Gli Stati Uniti non rappresentano più la principale potenza economica mondiale; d’altronde, erano già stati sopravanzati dalla Cina da anni, quanto a numero di brevetti depositati. Si aggiunga anche il sorpasso in termini di Pil realizzato nel 2021 dai Brics sui Paesi membri del G-7.

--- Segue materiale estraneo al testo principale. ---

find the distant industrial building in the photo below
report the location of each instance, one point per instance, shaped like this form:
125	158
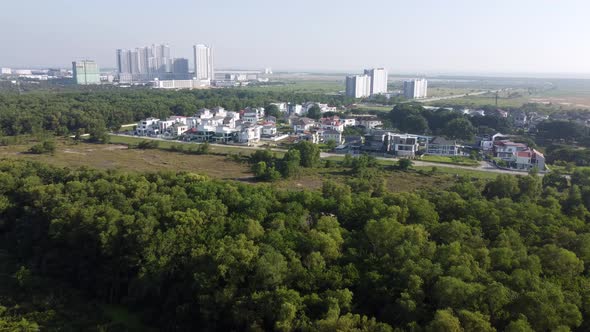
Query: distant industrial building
416	89
181	84
203	61
358	86
378	80
85	72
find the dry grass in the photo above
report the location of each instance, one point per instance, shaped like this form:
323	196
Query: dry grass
122	158
133	160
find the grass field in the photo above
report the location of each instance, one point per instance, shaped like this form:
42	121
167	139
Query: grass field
366	108
120	157
300	86
482	100
132	160
450	160
459	172
448	91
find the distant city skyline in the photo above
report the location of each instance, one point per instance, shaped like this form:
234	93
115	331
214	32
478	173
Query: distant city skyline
421	38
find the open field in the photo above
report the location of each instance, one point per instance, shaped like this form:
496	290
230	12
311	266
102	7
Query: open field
369	107
167	145
439	91
132	160
459	172
116	156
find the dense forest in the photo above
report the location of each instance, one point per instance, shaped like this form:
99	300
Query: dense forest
189	253
69	112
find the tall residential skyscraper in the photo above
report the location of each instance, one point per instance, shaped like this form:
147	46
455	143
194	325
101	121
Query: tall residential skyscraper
203	61
144	54
180	69
416	89
85	72
145	63
358	86
162	63
123	66
378	78
134	62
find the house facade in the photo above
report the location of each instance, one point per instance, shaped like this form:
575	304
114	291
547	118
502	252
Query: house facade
440	146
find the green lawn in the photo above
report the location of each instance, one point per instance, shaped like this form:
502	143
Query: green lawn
450	160
120	315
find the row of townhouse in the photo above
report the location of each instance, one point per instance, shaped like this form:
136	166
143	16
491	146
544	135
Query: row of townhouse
335	123
441	146
402	145
516	155
325	130
519	155
216	125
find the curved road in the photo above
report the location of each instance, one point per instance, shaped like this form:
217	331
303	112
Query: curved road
483	165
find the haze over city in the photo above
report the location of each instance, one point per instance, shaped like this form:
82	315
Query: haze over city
457	36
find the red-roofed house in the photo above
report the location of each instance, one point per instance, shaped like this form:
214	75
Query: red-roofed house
506	150
529	159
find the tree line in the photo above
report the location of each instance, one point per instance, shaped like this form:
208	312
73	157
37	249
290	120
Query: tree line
75	112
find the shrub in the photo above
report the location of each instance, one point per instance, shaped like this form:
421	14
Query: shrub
43	147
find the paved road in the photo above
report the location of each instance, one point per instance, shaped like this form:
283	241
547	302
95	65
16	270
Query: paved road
483	165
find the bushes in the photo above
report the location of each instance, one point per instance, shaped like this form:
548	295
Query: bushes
148	144
212	255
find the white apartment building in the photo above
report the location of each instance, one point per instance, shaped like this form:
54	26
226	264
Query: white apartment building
148	127
358	86
281	106
378	80
295	109
416	89
181	84
203	61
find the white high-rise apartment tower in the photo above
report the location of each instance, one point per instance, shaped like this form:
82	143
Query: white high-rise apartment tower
203	61
378	78
416	89
358	86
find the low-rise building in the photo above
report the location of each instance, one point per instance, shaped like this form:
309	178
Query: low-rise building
332	135
148	127
181	84
332	123
404	145
303	124
506	150
349	122
269	130
249	134
369	123
530	159
283	108
310	137
295	109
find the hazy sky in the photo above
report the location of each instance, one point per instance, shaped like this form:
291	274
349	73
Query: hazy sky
411	36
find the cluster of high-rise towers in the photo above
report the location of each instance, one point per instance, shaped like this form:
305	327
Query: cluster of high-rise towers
155	62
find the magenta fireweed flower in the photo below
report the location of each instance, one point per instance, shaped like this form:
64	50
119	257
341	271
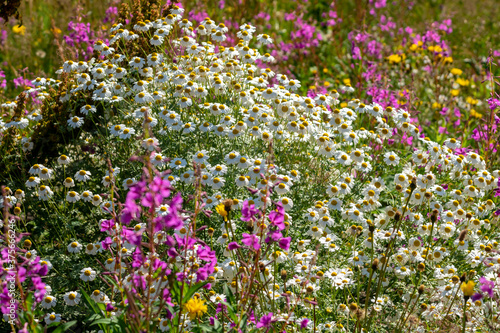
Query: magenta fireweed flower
248	211
304	322
233	246
251	241
487	286
266	321
277	217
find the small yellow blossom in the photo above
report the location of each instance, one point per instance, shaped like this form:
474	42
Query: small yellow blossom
19	29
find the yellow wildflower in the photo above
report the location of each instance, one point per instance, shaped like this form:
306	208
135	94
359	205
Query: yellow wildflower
195	308
221	211
468	288
19	29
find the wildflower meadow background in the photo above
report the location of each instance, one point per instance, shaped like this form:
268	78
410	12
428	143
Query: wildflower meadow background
250	166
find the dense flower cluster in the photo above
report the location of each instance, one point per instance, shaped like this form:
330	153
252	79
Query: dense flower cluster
302	204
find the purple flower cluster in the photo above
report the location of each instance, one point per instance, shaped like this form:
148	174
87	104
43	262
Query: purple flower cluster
25	272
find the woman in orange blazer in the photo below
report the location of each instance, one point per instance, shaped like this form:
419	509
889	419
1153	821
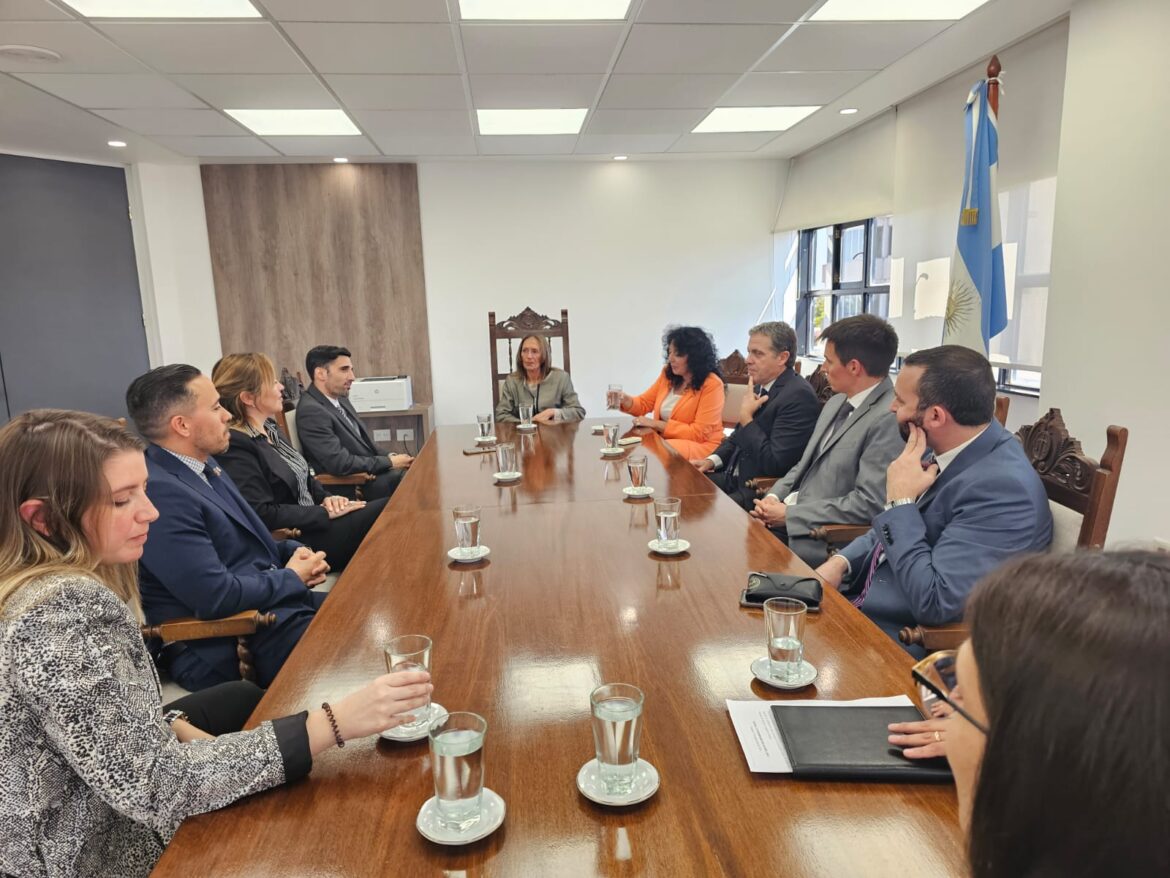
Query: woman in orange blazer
687	398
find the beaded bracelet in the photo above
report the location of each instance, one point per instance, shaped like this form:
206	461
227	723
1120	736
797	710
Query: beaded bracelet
332	721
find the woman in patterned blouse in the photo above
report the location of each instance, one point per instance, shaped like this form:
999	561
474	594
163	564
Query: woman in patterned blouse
93	779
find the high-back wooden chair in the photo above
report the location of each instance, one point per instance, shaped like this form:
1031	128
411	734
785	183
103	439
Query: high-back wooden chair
515	329
1080	494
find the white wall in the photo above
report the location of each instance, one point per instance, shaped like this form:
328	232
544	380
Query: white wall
626	247
174	268
1108	302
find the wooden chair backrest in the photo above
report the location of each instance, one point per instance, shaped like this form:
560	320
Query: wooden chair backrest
1073	479
516	328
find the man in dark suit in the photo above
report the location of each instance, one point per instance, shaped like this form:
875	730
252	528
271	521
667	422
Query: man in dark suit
776	419
841	477
208	554
332	437
961	499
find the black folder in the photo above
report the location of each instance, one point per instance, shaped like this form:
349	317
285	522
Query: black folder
848	743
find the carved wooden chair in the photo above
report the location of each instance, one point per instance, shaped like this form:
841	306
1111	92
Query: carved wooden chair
1080	494
513	331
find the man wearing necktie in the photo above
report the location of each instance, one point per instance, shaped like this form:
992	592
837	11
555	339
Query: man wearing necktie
950	518
208	554
776	418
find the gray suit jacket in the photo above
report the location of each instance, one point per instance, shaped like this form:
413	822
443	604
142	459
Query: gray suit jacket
845	482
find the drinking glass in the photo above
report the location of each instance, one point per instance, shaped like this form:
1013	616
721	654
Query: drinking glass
613	397
667	513
483	422
411	652
784	622
456	758
637	468
506	459
617	710
467	529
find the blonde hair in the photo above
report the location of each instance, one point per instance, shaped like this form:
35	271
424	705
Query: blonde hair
57	457
545	356
241	374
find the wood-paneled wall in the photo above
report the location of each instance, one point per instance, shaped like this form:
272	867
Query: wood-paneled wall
321	254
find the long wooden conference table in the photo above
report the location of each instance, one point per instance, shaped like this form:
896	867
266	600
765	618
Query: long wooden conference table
571	597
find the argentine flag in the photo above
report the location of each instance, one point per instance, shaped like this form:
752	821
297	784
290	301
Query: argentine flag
977	302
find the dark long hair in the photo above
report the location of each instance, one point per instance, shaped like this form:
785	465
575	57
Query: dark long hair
697	347
1073	653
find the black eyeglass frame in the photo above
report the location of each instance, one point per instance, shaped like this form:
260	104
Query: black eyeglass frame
921	678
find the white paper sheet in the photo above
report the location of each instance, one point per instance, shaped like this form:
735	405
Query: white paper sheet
761	739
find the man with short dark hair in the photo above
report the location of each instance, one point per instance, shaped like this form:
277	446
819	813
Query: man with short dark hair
961	498
776	418
208	554
332	437
841	477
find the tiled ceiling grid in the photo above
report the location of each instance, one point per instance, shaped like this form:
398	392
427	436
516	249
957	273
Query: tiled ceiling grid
411	75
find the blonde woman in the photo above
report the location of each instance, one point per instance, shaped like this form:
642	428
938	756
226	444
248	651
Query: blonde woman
273	475
94	777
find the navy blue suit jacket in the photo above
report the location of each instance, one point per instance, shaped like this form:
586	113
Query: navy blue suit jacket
210	557
985	507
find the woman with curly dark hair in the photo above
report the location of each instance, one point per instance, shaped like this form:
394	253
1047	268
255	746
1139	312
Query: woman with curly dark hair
687	398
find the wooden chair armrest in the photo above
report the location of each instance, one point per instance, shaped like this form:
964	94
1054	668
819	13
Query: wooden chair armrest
839	534
191	629
942	637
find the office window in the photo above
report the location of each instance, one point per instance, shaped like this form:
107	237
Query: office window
842	271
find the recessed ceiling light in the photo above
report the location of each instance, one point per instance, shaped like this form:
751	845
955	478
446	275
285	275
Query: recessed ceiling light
165	8
531	122
543	9
895	9
752	118
279	123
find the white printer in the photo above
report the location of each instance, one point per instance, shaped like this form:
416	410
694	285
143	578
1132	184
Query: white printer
387	393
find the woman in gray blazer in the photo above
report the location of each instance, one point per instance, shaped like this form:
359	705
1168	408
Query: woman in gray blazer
537	383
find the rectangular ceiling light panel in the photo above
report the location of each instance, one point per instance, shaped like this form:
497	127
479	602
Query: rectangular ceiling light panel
724	119
543	9
895	9
293	123
165	8
531	122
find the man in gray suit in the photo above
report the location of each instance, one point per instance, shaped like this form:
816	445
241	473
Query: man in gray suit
841	477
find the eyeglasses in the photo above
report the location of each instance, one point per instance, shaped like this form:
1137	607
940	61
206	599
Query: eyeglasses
935	676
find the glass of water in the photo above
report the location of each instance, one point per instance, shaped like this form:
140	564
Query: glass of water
667	512
456	756
467	529
617	710
784	622
483	422
411	652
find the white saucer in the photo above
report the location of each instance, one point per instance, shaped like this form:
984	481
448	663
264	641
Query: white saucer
762	670
653	546
480	554
646	783
491	817
397	733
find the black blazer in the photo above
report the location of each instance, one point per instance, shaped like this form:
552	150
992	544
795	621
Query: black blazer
269	485
330	443
776	438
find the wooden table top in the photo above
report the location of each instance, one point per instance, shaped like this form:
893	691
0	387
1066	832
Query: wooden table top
569	598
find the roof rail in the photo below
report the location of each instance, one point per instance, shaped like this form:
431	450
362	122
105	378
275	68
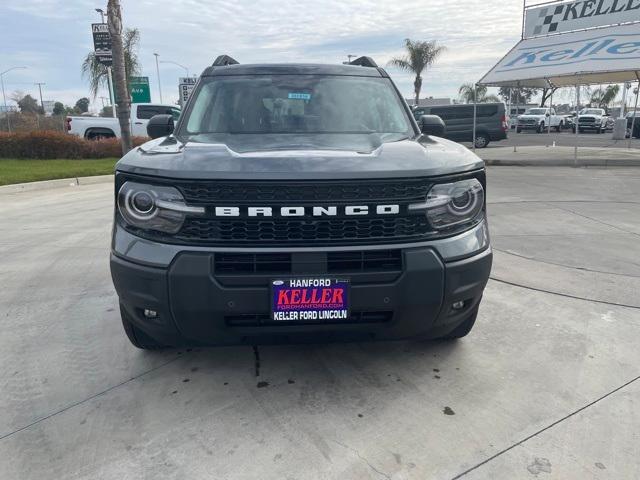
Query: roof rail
364	62
223	60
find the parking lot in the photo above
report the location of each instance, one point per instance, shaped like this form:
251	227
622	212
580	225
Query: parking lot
546	386
565	139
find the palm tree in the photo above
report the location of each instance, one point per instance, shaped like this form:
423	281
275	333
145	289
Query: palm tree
604	97
96	73
466	92
420	55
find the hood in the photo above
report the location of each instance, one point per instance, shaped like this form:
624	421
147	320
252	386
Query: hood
424	156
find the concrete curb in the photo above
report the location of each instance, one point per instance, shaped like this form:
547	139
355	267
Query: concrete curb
51	184
557	162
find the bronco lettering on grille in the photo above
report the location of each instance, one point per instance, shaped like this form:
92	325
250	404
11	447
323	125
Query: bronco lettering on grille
315	211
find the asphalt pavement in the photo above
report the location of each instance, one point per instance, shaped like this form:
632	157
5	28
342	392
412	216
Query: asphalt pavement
563	139
545	386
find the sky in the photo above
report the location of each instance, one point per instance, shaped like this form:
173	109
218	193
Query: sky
52	37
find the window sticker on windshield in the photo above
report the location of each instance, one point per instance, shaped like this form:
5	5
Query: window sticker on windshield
300	96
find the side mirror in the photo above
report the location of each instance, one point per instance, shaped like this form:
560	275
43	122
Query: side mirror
432	125
160	126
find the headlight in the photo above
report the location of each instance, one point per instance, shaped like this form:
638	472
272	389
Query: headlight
154	207
451	204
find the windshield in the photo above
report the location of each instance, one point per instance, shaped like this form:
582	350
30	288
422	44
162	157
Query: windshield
296	104
536	111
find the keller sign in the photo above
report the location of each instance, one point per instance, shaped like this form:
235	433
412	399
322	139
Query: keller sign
185	87
576	15
102	43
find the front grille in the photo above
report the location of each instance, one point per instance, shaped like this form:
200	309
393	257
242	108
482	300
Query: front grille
281	263
287	231
320	191
263	319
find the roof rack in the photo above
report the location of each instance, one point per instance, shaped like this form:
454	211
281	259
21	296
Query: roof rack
364	62
223	60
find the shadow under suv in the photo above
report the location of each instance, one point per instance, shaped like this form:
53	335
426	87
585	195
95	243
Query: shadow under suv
296	203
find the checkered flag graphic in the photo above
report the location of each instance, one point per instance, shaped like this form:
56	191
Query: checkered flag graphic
548	20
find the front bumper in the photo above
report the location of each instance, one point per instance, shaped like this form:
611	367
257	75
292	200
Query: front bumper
196	304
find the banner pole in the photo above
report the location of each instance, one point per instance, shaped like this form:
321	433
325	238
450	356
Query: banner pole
475	107
635	113
577	126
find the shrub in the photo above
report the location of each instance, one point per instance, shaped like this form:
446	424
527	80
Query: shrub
48	144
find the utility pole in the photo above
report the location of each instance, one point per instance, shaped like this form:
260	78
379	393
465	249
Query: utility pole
158	73
40	89
114	14
4	97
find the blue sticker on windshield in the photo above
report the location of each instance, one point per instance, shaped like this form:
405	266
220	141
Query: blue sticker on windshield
300	96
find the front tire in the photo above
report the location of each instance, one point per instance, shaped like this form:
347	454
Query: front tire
465	327
137	337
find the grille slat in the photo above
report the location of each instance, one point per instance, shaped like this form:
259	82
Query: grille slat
303	231
320	191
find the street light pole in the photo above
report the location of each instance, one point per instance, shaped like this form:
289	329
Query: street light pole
40	89
158	73
4	97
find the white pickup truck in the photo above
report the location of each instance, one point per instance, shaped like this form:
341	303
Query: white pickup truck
95	128
539	119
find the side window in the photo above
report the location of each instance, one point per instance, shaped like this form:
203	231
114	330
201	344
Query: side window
145	112
486	110
444	113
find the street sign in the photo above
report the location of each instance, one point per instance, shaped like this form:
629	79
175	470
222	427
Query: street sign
185	87
102	43
139	90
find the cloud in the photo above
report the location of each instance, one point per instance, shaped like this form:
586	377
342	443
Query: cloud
53	36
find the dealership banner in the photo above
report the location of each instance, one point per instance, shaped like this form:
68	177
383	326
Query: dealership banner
578	57
578	15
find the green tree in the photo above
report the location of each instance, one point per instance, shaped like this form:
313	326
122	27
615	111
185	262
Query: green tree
519	96
96	73
28	104
420	55
466	92
58	108
82	105
604	96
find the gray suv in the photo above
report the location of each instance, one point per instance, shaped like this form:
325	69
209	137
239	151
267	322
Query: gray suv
294	203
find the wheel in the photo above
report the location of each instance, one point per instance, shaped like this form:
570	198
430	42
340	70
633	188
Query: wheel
136	336
465	327
482	140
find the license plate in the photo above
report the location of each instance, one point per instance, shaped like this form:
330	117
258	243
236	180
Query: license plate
310	299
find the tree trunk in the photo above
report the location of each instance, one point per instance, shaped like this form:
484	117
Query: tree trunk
119	81
417	86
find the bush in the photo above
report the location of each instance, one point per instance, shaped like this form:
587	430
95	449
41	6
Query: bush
43	145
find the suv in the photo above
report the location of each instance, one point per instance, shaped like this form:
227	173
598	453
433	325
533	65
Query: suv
297	203
595	119
491	122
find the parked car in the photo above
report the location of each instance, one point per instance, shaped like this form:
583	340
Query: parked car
593	119
539	119
95	128
296	203
491	122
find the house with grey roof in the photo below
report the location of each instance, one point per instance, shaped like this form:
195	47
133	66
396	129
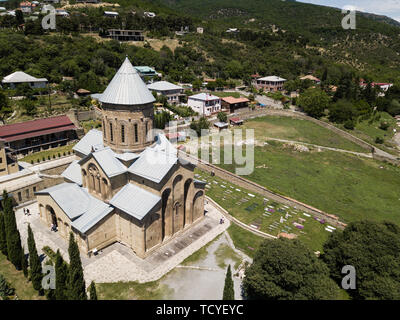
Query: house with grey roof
19	77
128	185
204	103
172	92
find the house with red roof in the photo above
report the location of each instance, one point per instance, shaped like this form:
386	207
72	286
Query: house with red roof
233	104
37	135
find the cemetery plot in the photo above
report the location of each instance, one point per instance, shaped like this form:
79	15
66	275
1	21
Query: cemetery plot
265	214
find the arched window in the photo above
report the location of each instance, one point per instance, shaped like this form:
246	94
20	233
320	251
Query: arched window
123	133
111	133
136	133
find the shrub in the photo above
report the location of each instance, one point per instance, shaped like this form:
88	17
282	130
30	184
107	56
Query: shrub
349	124
384	125
379	140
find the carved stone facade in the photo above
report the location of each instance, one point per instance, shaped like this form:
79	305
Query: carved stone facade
114	194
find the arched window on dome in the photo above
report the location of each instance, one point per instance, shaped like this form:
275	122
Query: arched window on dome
136	133
123	133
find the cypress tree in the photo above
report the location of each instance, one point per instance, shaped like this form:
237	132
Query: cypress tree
34	262
61	269
229	293
3	237
77	287
24	263
12	234
93	292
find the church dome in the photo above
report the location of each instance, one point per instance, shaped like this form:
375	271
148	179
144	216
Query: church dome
127	88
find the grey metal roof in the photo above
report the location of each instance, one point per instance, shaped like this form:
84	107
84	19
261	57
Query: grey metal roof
163	86
135	201
20	76
97	211
127	88
94	138
71	198
109	163
204	97
271	78
73	172
153	164
127	156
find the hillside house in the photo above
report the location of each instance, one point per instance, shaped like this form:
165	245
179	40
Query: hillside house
269	84
37	135
233	104
125	35
204	104
311	78
173	92
19	77
111	14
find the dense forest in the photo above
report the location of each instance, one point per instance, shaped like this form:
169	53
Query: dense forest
284	38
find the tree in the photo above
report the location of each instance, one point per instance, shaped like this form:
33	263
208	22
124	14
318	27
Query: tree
287	270
61	269
3	238
12	234
222	116
314	101
5	108
373	249
5	289
24	263
229	291
35	265
76	288
92	290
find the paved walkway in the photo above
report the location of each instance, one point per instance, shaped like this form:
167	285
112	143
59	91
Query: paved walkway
118	262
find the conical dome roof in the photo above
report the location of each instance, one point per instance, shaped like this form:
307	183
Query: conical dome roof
127	88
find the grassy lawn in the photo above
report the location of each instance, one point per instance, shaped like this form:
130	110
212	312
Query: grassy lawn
46	153
245	240
299	130
132	291
369	130
264	214
352	188
23	289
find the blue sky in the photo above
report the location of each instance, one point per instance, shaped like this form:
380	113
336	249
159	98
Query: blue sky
390	8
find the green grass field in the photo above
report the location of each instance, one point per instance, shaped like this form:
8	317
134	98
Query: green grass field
23	288
298	130
345	185
132	291
253	210
368	131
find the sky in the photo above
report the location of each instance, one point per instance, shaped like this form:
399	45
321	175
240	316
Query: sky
390	8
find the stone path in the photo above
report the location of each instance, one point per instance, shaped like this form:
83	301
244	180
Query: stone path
117	262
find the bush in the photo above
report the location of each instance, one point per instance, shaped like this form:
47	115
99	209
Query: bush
5	289
379	140
349	124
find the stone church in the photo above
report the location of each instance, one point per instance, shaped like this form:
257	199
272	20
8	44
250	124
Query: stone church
128	185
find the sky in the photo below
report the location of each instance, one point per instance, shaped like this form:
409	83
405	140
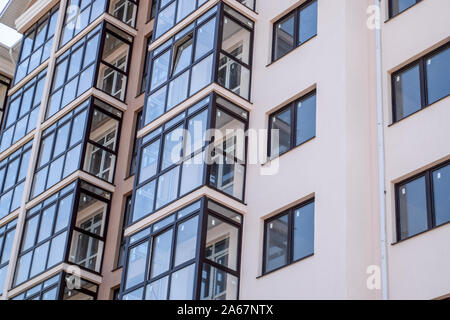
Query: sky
8	36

Ormai i Paesi occidentali, Giappone incluso, non sono più nelle condizioni di dettare legge al resto del mondo: ci troviamo dinnanzi a uno spostamento strutturale, documentato da una miriade di prove. Giacomo Gabellini ha pienamente ragione nel sottolineare che la guerra in Ucraina ha accelerato un’evoluzione in tal senso – il conflitto ha contribuito a concretizzare questa transizione, come dimostrano l’alto numero di Paesi che bussano ormai alle porte dei Brics e il graduale allargamento dell’organizzazione.
Ma è cambiata anche la composizione dei settori economici nei principali Paesi del mondo. Nel 2021, il contributo al Pil fornito dall’industria è risultato pari al 39,43 per cento per la Cina, al 33,16 per cento per la Russia, al 29,02 per cento per il Giappone, al 26,74 per cento per la Germania, al 25,89 per cento per l’India, al 18,86 per cento per il Brasile, al 17,88 per cento per gli Stati Uniti e al 17,49 per cento per il Regno Unito.
L’apporto dei servizi si è attestato al 77,60 per cento per gli Stati Uniti, al 71,46 per cento per il Regno Unito, al 69,47 per cento per il Giappone, al 62,88 per cento per la Germania, al 59,38 per cento per il Brasile, al 53,31 per cento per la Cina, al 52,91 per cento per la Russia e al 47,51 per cento per l’India.
L’agricoltura ha invece pesato per il 16,82 per cento in riferimento all’India, per il 7,26 per cento al Brasile, per il 6,89 per cento al Brasile, per il 3,80 per cento alla Russia, per l’1,04 per cento al Giappone, per lo 0,96 per cento agli Stati Uniti, per lo 0,85 per cento alla Germania e per lo 0,67 per cento al Regno Unito.